I’m sitting at my desk with sports talk radio droning on in the background. The church office is empty now, and I’m taking a break from working on a report that is due in Diocesan Office on March 1. Usually radio noise is just that: noise in the background. But I found today’s rant between hosts fascinating. It seems that an ultra-star uber-rich quarterback who plays for an unnamed New England football team has put out some controversial photo of himself leading to speculation as to whether he will remain at his not-to-be-named team or is moving on. 

What’s fascinating to the program hosts is discovering what appears to be a shameless attempt on the part of this special athletic somebody - who is always the center of attention at Super Bowl time because his team, more often than not, plays in this game and he is used to being the center of attention - desperately trying to take the conversation away from the actual participants of the game. In fact, for whatever reason, he has even taken conversations away from the tragic death of a former star in another sport. The airways are now filled with defending the “new normal” – it’s all about ME, and it is intolerable that you think of anyone other than ME.

I’m not smirking. I’ve seen such attitudes play out in a variety of places – including ecclesiastical settings. I’ve seen scholars exude charm and tact and a willingness to enlighten others so long as those others defer to them and them alone. In the course of decades in both parish and diocesan settings, I have received the “don’t you know who I am?” treatment. It is said – and I don’t know whether this is true or a gross exaggeration and stereotype – that millennials live by this creed. It’s all about me!

I do know that I have encountered more than my share of not-very-bright drivers on Rt. 35 who cannot tolerate my already doing 50 in a 45 m.p.h. zone, and who race past in spite of double line and blocked vision from curves. They are too important to be held to the same standards as you or I. 

I keep hearing the need for “conversation” and “communication” as struggle with our changing mores on issues of race, gender, language, homelessness, fiscal fairness or any other topic. But I wonder: if the focus is only on ME, then how seriously is this quest for actual dialogue. If it’s only all about me, then why should I ever care what you or anyone else thinks? And by their behaviors, so many demonstrate that they really do not. 

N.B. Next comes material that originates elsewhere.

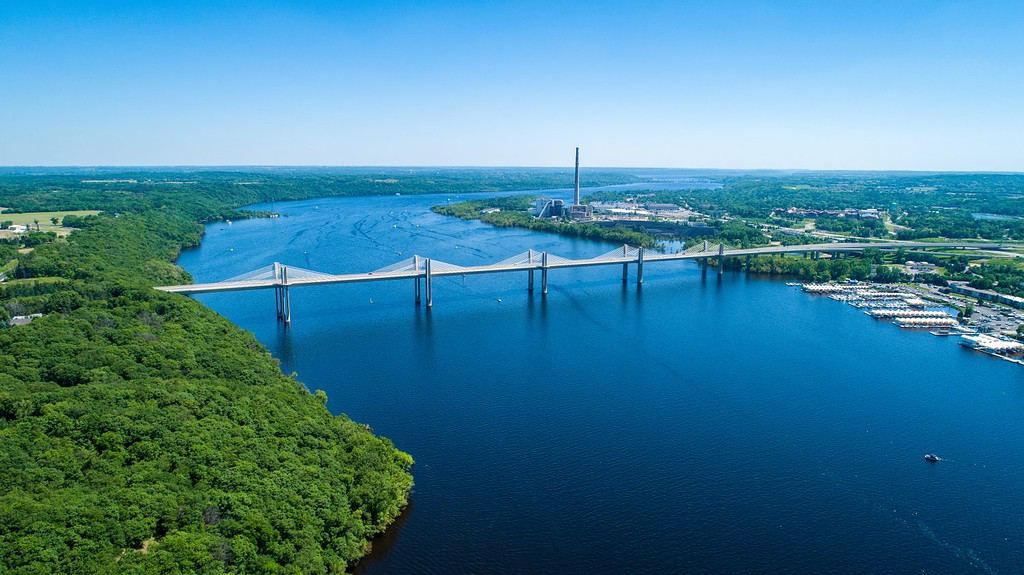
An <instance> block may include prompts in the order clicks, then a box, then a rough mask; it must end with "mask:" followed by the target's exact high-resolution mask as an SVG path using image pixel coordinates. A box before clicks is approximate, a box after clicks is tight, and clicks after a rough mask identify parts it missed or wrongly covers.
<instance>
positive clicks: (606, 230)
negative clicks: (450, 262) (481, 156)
mask: <svg viewBox="0 0 1024 575" xmlns="http://www.w3.org/2000/svg"><path fill="white" fill-rule="evenodd" d="M536 197H537V196H536V195H513V196H509V197H490V198H486V200H471V201H467V202H460V203H458V204H449V205H444V206H433V207H431V208H430V209H431V210H432V211H433V212H434V213H435V214H441V215H444V216H455V217H457V218H461V219H463V220H479V221H481V222H484V223H487V224H490V225H493V226H496V227H519V228H523V229H529V230H534V231H545V232H549V233H556V234H558V235H564V236H568V237H585V238H587V239H596V240H600V241H611V242H613V244H629V245H630V246H643V247H644V248H653V247H654V246H655V245H656V242H657V241H656V239H655V237H654V236H653V235H651V234H649V233H646V232H643V231H637V230H635V229H631V228H629V227H625V226H614V227H604V226H599V225H596V224H594V223H589V222H571V221H562V220H558V219H554V218H544V219H539V218H534V217H531V216H529V214H527V213H526V210H527V209H528V208H529V204H530V202H532V201H534V200H535V198H536Z"/></svg>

Entitlement, self-absorption, being completely unaware of how one’s attitudes are perceived by others – all these dangerous traits seem to infect too many personalities, political positions, and even interpretations about what it means to be “church”. Is it about the mission of Jesus and the place to which we have been called? Is it about service, caring and the search for truth, or is it about how I feel, how important I am, how I need to get my way all the time. Is it about love or is it about me? In the so called sports world, self-aggrandizement may have become our new normal.  But has this become a description of our “real” lives as well?